Well it is no surprise that I love Autumn, I take the same kind of photographs every year, I regularly use Autumn leaves for bookmarks and find leaves from past Autumns well pressed in-between pages every year. I have done my Autumnal re reading of Kim Wilkins' Autumn Castle, such a perfect read for the season and one of my favourite books ever.
The Autumn Castle has a quote from a poem of Kate Forsyth's, another favourite author (Her poems are published under her maiden name, Humphrey). "So pure and cold the wind breathes. It pares the flesh from the bones of the land - finds at last the essential shape" Autumn, Kate Humphrey. Kim Wilkins also includes her own translation from a few lines of Hohenburg by Georg Trakl. "There is nobody at home. Autumn fills the rooms; Moonbright sonata And the awakening at the edge of the twilit forest."
The line from Kate Forsyth's poem reminded me of another, one that when I read it thought... Yes, that's it exactly! Unfortunately all I remember is that feeling and not the quote. Frustrating. Searching my memory I managed to narrow it down to a Charles de Lint novel but despite searching 'on the google' I couldn't find it (turns out I should have remembered the American and Canadian use of the word Fall).
So I
started re-reading 'Jack the Giant Killer' and then 'Memory and Dream' and at last I found it.
"I prefer winter and fall, when you feel the bone structure in the landscape - the loneliness of it - the dead feeling of winter. Something waits beneath it - the whole story doesn't show." -Attributed to Andrew Wyeth. I had read Memory and Dream in a previous Canberra Autumn, where I was feeling incredibly nostalgic. Canberra is planted with many European deciduous trees, reminding me more of German and English Autumns than any Sydney season could give. I was pondering on why I love winter trees (I mean why would a person prefer bare branches to glorious green?) and the Andrew Wyeth quote drew me to an answer. It is that brimming sense of potential, of becoming, of promise. The tension of the moment before the action happens. I love being able to see the 'bone structure' or bare architecture of the tree branches... I guess that is why all my glass pieces have bare branched trees.
Those notions and the colour, have brought me back to the trees in my garden, which I take pictures of constantly at this time of year. Yellow and grey are such a classic colour combination, that I kept seeing the tree branches and yellow leaves in stitches.
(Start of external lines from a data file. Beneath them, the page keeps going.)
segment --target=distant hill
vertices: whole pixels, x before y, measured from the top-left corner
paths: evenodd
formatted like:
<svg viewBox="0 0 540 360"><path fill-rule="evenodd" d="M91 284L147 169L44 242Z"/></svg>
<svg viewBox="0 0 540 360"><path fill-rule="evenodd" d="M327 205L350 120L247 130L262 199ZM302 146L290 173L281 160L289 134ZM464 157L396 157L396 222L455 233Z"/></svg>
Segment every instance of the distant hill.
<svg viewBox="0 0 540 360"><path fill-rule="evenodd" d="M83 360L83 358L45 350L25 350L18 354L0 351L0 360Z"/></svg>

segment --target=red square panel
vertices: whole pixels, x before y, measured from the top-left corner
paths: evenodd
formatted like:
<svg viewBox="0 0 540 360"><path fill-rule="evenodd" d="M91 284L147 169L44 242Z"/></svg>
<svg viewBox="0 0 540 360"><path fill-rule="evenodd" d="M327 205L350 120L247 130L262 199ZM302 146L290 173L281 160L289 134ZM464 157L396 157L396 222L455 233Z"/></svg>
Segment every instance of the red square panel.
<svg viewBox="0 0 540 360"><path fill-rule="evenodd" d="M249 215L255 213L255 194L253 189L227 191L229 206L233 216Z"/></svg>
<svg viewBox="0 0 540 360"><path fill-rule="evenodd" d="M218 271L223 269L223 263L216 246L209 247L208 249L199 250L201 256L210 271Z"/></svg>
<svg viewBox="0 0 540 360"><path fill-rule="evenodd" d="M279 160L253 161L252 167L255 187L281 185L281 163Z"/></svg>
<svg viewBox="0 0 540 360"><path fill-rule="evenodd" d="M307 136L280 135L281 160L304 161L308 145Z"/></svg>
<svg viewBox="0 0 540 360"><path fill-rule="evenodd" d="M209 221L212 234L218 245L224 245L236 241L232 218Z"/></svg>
So I have started, the background calico is an old piece (20 years) of stitch testing. When I first went to pattern making college, our first lessons where of threading an industrial sewing machine to a timer and practicing sewing a straight and even line. As you can see mine are a little wavy, but I think it works great as a background giving a suggestion of landscape. The calico has a lovely soft texture 20 years later!